Among the key findings from the research:
- Plan investors often did not recognize the lifetime value of even a small 2 percent increase in their contribution rate and how this could help them reach their retirement goals. Of those participants not contributing the maximum to their employer-sponsored retirement plan, an overwhelming majority (87 percent) admitted they could afford to increase their annual contribution by 1 percent of their annual salary. Almost 6 in 10 (59 percent) said they could increase their contribution by 3 percent of their salary, while nearly one-third (32 percent) could afford a 5 percent increase.
- Most participants (58 percent) acknowledged that their workplace retirement plan was their first investment, and nearly two-thirds (64 percent) said their employer-sponsored retirement plan accounts for all or most of their retirement portfolio. A significant number (45 percent) said if they didn’t have a retirement plan at work, they probably wouldn’t be saving for retirement. And more than half (53 percent) said that if their employer provided them with more education, they might increase contributions to their plan.
The American Savings Education Council is trying to boost that employer behavior. ASEC is encouraging educators, financial institutions, and nonprofit and government groups to help spread the message about the need to save. Its annual America Saves Week kicks off February 20. The long-term goal of the week is persuade millions of individuals to take action to become fiscally fit by paying off high-cost debt, ensuring adequate emergency savings, building long-term wealth, and saving for retirement. Tools, tips, and resources remain available year-round.
Among other groups seeking to enhance the financial acumen of American employees is the Financial Literacy Research Consortium, an initiative of the Social Security Administration. The consortium is a partnership among research centers at Boston College, the RAND Corporation, and the University of Wisconsin to develop innovative, research-based materials and programs targeted to Americans at different stages of their working lives to help them plan and save for a secure retirement. A special emphasis is being placed on helping traditionally underserved populations better understand the path toward a secure retirement. Projects and resources in development include:
- An interactive Web-based retirement planning guide for pre-retirees, letting users experiment with different employment and savings scenarios to see the effect on retirement income targets.
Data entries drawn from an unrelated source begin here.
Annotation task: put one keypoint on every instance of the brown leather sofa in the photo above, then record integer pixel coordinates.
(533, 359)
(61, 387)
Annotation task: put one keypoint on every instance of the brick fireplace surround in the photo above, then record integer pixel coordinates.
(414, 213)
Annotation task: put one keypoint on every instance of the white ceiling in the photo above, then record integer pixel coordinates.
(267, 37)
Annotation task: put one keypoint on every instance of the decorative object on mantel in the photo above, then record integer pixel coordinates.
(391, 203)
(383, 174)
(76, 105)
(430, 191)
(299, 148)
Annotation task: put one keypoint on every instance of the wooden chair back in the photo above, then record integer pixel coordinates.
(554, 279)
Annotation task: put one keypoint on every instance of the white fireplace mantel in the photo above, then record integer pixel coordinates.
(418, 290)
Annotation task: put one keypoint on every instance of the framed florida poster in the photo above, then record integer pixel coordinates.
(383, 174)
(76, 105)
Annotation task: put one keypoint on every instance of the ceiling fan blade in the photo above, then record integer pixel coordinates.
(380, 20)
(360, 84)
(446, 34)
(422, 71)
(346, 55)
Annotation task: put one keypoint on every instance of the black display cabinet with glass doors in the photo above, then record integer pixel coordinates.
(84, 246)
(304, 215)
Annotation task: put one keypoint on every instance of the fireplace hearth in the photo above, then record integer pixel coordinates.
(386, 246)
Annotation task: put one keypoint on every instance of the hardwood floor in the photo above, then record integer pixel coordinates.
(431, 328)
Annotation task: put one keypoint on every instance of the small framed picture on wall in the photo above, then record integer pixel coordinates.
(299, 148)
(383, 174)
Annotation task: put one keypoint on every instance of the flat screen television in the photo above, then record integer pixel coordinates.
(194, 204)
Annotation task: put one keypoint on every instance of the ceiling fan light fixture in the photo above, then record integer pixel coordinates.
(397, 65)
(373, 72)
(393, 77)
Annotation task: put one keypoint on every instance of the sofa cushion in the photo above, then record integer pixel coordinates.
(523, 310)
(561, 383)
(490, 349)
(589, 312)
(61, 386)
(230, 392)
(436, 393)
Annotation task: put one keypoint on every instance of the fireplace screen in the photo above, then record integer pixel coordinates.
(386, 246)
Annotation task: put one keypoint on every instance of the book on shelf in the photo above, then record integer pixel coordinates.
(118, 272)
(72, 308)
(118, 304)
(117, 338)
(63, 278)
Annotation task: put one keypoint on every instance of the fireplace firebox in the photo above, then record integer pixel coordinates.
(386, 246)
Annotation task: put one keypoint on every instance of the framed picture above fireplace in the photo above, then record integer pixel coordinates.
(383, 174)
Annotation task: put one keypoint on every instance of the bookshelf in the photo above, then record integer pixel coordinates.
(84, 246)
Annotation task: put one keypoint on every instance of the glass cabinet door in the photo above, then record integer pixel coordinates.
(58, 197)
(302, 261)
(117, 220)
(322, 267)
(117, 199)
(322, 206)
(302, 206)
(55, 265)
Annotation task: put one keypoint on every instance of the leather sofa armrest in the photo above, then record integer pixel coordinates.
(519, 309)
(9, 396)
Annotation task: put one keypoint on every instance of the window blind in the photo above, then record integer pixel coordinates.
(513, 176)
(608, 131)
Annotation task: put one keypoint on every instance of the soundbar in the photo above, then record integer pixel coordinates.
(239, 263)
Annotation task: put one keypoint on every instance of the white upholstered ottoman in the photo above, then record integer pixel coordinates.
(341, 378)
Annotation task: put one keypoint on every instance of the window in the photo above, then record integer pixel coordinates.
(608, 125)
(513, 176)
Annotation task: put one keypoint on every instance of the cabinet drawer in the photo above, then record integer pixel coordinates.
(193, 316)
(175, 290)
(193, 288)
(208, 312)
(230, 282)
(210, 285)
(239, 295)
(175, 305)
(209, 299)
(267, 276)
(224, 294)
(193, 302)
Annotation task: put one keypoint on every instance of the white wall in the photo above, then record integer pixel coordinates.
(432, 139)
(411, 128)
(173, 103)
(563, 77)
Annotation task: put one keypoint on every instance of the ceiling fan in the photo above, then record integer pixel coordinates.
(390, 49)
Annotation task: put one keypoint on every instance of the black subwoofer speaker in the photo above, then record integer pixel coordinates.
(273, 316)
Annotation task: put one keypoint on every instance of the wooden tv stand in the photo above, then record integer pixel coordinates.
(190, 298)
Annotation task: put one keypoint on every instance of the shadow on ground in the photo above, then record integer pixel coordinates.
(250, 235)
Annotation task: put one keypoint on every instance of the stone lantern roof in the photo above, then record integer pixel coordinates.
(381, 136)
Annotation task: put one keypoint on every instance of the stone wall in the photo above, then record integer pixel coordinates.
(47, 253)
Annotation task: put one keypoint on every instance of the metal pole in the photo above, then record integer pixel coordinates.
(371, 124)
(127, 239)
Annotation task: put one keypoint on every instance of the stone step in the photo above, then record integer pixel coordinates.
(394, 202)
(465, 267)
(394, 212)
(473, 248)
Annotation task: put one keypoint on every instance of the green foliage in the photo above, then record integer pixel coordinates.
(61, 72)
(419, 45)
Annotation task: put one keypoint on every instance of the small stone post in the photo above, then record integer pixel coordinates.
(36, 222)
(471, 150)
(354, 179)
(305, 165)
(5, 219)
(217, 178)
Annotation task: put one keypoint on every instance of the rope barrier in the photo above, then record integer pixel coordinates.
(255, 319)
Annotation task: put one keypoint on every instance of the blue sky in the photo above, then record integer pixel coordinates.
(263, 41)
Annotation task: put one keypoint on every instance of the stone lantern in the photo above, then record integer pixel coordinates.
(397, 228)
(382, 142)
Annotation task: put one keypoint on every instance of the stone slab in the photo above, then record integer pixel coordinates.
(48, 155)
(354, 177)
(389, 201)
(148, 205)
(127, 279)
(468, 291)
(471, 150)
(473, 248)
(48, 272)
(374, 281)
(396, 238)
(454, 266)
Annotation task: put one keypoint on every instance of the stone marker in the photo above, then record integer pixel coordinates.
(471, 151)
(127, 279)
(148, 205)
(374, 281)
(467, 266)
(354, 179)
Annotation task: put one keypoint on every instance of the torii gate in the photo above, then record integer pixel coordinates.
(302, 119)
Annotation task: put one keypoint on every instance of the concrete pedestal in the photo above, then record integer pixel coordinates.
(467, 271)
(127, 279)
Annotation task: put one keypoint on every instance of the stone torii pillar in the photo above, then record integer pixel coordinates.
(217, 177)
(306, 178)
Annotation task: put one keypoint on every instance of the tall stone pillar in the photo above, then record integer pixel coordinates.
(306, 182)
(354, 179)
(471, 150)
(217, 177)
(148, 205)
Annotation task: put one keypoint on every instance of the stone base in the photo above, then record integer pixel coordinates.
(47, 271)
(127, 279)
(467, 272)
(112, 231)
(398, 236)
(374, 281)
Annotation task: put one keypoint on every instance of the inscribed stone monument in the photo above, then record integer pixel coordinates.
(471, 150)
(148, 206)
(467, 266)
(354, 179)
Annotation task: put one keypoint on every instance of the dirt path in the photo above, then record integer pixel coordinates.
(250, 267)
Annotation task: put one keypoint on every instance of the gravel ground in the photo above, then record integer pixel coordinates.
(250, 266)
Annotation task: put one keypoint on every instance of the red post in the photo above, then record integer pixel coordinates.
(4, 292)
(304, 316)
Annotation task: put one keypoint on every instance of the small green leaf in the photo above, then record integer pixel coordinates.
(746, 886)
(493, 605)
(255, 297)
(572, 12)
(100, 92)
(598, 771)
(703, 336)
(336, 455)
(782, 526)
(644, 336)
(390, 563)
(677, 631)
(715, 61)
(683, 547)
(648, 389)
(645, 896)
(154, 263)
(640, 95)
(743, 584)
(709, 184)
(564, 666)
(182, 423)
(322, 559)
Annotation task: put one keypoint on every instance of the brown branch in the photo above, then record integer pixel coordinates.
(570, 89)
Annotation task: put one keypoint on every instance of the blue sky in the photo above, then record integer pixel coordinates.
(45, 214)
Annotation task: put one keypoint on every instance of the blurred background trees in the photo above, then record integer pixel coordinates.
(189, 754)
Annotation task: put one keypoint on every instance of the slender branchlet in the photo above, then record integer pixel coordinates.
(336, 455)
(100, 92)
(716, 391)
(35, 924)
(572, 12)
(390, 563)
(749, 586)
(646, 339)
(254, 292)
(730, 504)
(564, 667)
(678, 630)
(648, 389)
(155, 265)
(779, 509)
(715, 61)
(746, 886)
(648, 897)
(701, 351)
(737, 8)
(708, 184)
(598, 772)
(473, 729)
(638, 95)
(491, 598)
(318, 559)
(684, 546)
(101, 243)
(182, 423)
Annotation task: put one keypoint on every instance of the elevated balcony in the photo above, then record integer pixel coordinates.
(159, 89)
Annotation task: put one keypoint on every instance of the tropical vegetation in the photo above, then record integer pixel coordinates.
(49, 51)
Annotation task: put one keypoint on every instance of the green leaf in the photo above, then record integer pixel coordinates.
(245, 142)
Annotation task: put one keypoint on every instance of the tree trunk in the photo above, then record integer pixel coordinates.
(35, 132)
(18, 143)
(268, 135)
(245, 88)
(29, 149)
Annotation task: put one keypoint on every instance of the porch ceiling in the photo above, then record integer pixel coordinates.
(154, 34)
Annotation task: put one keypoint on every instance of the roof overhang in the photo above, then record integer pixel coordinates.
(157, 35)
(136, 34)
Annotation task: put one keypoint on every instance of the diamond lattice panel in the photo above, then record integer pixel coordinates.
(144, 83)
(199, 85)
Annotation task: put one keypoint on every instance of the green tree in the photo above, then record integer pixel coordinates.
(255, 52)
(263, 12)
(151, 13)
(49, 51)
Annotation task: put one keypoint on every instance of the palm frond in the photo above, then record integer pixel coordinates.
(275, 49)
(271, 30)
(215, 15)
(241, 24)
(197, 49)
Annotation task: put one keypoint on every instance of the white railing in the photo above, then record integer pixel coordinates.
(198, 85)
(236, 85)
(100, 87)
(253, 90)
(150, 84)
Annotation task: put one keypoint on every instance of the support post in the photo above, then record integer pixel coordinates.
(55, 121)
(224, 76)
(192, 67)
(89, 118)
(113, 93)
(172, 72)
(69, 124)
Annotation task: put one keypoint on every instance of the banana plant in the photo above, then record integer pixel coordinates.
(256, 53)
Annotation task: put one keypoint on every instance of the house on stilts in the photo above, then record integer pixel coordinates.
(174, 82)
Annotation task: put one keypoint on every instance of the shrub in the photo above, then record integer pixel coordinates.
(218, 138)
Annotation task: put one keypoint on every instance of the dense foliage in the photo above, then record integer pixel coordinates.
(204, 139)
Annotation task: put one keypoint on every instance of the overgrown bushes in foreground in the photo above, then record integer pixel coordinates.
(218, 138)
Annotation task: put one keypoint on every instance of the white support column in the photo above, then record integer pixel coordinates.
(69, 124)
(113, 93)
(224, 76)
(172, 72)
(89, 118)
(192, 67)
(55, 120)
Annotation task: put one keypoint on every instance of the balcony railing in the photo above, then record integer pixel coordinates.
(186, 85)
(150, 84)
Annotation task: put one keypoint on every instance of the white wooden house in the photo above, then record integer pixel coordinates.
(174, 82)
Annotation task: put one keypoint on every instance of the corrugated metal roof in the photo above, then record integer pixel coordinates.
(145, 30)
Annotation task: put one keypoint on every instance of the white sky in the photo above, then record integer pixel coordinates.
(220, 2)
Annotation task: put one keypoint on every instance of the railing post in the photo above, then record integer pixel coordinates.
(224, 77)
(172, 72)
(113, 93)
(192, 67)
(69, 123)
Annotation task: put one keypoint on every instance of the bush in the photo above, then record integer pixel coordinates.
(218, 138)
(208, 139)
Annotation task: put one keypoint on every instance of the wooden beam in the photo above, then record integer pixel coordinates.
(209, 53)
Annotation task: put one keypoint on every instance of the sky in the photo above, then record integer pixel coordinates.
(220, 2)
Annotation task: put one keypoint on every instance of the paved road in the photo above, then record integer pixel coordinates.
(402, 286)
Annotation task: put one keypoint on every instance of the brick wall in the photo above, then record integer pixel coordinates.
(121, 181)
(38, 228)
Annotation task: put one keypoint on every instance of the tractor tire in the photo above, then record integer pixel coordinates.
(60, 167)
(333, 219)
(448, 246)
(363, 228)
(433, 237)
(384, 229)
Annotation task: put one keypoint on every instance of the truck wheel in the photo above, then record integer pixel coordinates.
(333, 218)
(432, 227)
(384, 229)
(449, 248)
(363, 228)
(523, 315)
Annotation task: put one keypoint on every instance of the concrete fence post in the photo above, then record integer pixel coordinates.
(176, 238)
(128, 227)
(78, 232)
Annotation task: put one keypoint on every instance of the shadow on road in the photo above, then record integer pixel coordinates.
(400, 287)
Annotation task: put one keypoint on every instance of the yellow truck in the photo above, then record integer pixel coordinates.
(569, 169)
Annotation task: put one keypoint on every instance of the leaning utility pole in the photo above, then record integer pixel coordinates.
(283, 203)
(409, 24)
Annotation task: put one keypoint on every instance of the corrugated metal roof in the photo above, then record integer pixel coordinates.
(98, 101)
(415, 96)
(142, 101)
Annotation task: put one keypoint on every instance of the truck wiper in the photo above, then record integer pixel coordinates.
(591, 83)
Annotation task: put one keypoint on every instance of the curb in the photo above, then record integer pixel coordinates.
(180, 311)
- Narratives and videos on key savings principles for younger workers.
- Evidence-based analysis of factors impacting financial literacy throughout the aging cycle, particularly within the context of life changes, health problems, financial distress, and cognitive declines.
- Interactive programs for retirees highlighting behavioral baggage that impedes good retirement planning.
- Assessment of savings deficiencies and negative financial shocks for low-income and special populations.